Squares under Lowner order

Question

Suppose that $A, B$ are symmetric, positive definite, real matrices with the property $A \geq B$. Let $M$ be another symmetric, positive definite, real matrix (assumed to be of compatible dimensions).
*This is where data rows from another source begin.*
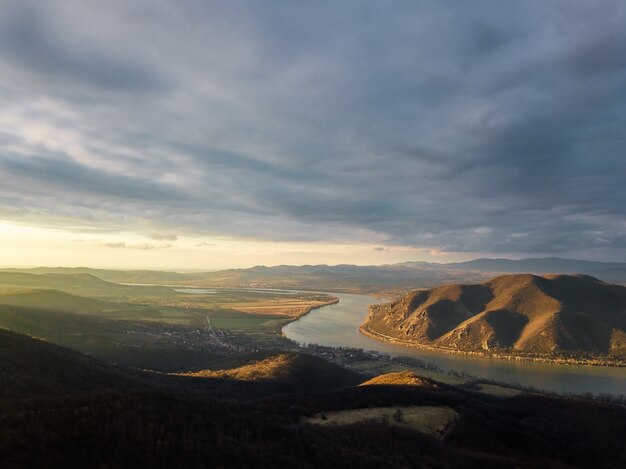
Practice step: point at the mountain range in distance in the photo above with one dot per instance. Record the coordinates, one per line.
(344, 277)
(514, 314)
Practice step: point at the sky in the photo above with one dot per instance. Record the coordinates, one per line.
(204, 135)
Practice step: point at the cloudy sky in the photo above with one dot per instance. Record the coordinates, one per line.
(198, 134)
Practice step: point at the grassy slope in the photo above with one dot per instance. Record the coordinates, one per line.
(523, 312)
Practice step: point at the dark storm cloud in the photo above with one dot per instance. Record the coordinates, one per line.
(482, 127)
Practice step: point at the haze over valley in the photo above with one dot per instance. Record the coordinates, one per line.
(312, 234)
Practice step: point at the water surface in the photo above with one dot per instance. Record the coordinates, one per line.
(338, 326)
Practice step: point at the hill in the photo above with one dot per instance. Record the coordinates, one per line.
(288, 371)
(62, 409)
(404, 378)
(52, 300)
(34, 367)
(519, 313)
(348, 278)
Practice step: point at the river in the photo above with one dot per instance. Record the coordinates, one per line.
(337, 325)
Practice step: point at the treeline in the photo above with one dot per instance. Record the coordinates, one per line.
(155, 429)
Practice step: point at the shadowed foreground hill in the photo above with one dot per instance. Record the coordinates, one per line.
(520, 313)
(33, 367)
(405, 378)
(66, 410)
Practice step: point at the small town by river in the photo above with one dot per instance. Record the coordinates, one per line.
(337, 325)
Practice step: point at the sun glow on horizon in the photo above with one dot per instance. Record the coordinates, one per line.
(25, 245)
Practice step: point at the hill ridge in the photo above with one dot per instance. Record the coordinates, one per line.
(518, 313)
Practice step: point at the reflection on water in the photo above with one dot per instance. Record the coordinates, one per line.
(337, 326)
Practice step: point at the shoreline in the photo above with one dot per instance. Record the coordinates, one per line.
(365, 330)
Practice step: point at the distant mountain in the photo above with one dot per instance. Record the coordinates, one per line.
(536, 265)
(345, 277)
(521, 313)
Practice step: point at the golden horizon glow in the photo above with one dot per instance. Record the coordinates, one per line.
(25, 245)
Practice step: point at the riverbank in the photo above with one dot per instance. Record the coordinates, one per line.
(599, 362)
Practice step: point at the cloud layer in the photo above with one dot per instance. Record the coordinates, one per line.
(466, 127)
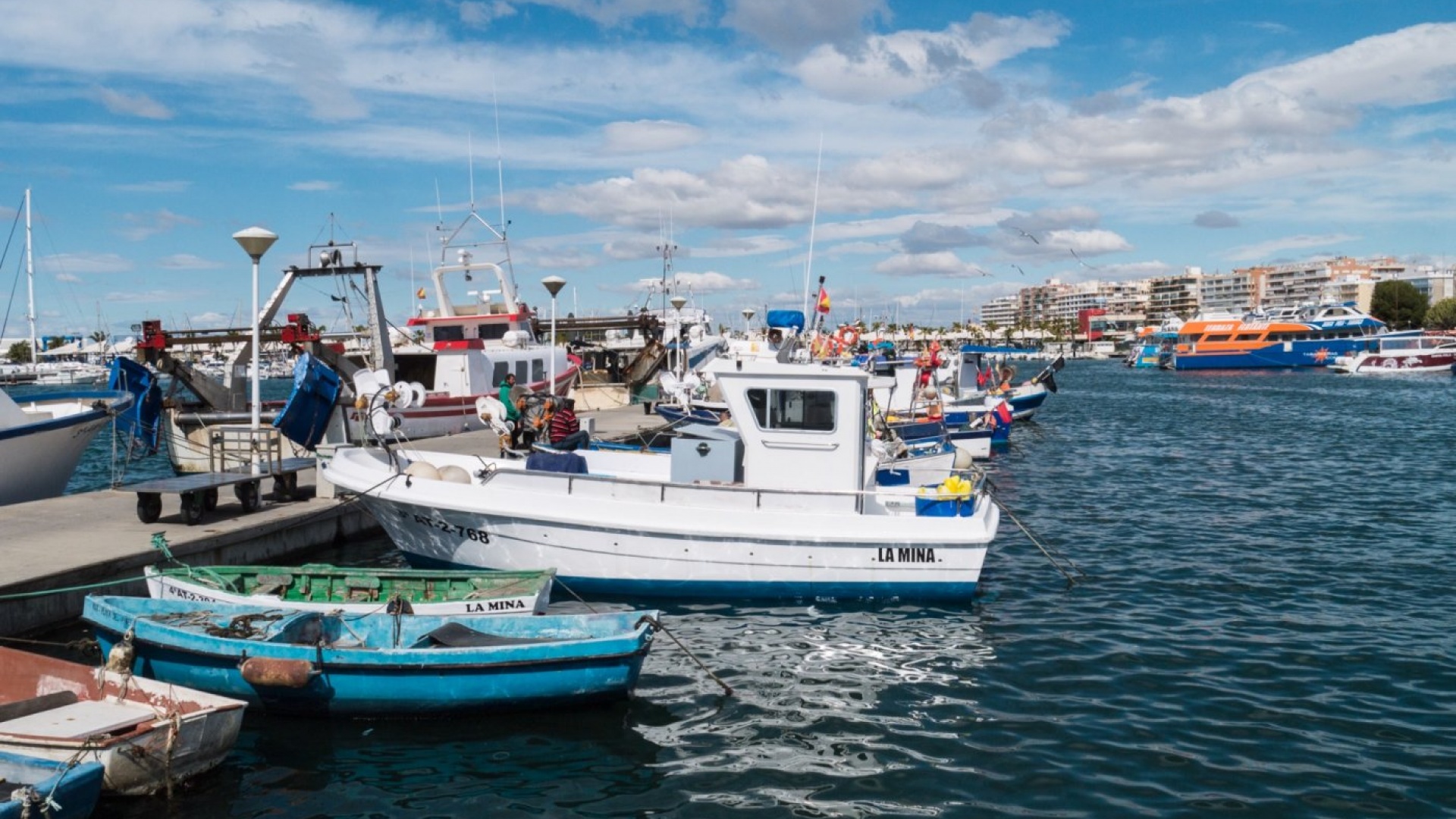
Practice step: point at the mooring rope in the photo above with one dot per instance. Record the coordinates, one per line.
(1057, 558)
Is the following inequality true: $$ AMA \geq BMB $$ Of course, it is true for scalars, but I don't see an easy proof for matrices.

Answer 1

The answer is no, as seen from Example V.1.2, in Matrix Analysis, by Bhatia.

Reproduced below:

Suppose $$ A = \begin{pmatrix} 2 & 1 \\ 1 & 1 \end{pmatrix} \quad \mbox{and} \quad B = \begin{pmatrix} 1 & 1 \\ 1 & 1 \end{pmatrix} $$ Then note: $A - B = \left(\begin{smallmatrix} 1 & 0 \\ 0 & 0\end{smallmatrix}\right) \geq 0$. Additionally, it is easy to see that $B \geq 0$, and so $A \geq B \geq 0$. On the other hand, $$ A^2 = \begin{pmatrix} 5 & 3 \\ 3 & 2\end{pmatrix} \quad \mbox{and} \quad B^2 = \begin{pmatrix} 2 & 2 \\ 2 & 2 \end{pmatrix}. $$ Therefore, with $M = I$, $$ AMA - BMB = A^2 - B^2 = \begin{pmatrix} 3 & 1 \\ 1 & 0 \end{pmatrix} \not \geq 0, $$ since it has determinant $-1$.